Click below to download the press releases and press kits for our current exhibitions: Gerhard Richter: Abstraction (June 30 to October 21, 2018), Nolde, Feininger, Nay: From Expressionism to Art Informel (June 9, 2018 to February 17, 2019), and Congo Tales: Told by the People of Mbomo (June 30 to October 21, 2018).

Press releases
  • October 19, 2018 | press release
    More than 150,000 visitors to the Gerhard Richter exhibition

    On Sunday, October 21, 2018, the exhibition "Gerhard Richter: Abstraction" ends. Over 150,000 visitors will have seen the show in Potsdam over the past three and a half months. It was the first solo exhibition of a contemporary artist in the Museum Barberini. "Gerhard Richter: Abstraction" brought together works from five decades of the artist's various creative phases from the 1960s to new works that had not yet been exhibited. In contrast to the retrospectives of past years at the Museum of Modern Art in New York, Tate Modern, London, the New National Gallery of the National Museums in Berlin, and the Centre Pompidou in Paris, the exhibition at the Museum Barberini concentrated on the central theme of abstraction in Richter's painting.

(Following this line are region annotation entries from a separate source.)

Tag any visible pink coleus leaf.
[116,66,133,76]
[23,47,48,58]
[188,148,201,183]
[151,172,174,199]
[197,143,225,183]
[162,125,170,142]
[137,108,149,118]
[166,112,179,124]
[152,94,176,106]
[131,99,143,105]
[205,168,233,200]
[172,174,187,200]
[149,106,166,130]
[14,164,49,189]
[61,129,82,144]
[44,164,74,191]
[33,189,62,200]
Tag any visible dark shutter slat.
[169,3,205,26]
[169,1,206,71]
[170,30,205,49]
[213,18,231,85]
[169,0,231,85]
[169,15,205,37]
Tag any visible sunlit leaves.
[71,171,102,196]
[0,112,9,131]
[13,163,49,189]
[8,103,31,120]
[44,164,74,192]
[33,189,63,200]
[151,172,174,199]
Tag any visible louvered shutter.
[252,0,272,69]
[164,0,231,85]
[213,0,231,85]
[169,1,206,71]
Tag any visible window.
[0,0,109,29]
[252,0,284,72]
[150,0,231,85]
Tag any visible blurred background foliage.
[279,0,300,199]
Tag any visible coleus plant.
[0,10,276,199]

    "Abstraction is a red thread through Richter's painting. It is Richter's method because it leads him away from seen reality and creates a new reality that art is his means of discovering. In 2016, the Hasso Plattner Foundation acquired the abstract painting A B, Still from 1986, which gave the artist the opportunity to propose the exhibition theme of abstraction. To our great pleasure, Gerhard Richter had agreed to the project, supported it with numerous loans, some of which had never been shown before, and repeatedly reflected on the concept of our exhibition, adding to it and celebrating the opening together with us in June," explains Ortrud Westheider, Director of the Barberini Museum. "This close collaboration and engagement came at a time of intense preparation for his exhibition at the Metropolitan Museum of Art in New York next year. With Dietmar Elger, director of the Gerhard Richter Archive at the Staatliche Kunstsammlungen Dresden and co-curator of the Potsdam exhibition, I would like to thank the artist very much for this gift".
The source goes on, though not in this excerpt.